Over the years, NFA has adopted stringent rules covering a wide variety of areas such as advertising, telephone solicitations, risk disclosure, discretionary trading, disclosure of fees, minimum capital requirements, reporting and proficiency testing. Just as importantly, we perform audits and examinations of our Members to monitor compliance with those rules. We also conduct financial surveillance to enforce compliance with NFA's financial requirements.

[edit] Strong enforcement authority

NFA has the authority to take disciplinary actions against any firm or individual who violates its rules, ranging from Warning Letters for minor rule infractions to formal Complaints in cases where rule violations warrant prosecution. Penalties resulting from Complaints include expulsion, suspension for a fixed period, prohibition from future association with any NFA Member, censure, reprimand and a fine of up to $250,000 per violation. NFA often collaborates with the CFTC, the FBI and other law enforcement agencies to ensure successful prosecutions.

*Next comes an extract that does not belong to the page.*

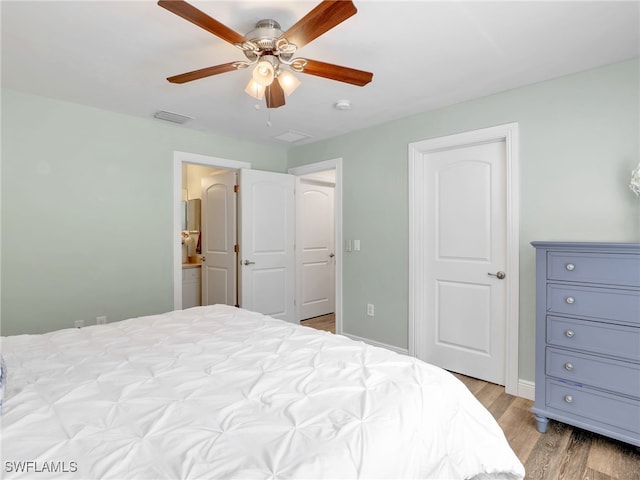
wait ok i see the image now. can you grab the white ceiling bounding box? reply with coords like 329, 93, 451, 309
2, 1, 638, 148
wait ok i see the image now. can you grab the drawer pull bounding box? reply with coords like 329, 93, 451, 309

[edit] Trade practice and market surveillance

The futures industry has changed dramatically in the past few years. Long-established methods of trading, such as open-outcry, have given way to electronic trading at both traditional and new all-electronic exchanges. NFA provides a variety of regulatory services and programs to electronic exchanges to ensure the fair treatment of customers and to maintain orderly markets.

[edit] Dispute Resolution

Disputes occasionally occur in any business, and the futures industry is no exception. In 1983, NFA began an arbitration program, providing a convenient, inexpensive and prompt method for investors to resolve futures-related disputes. Since that time, NFA arbitration has become the primary venue for dispute resolution in the futures industry.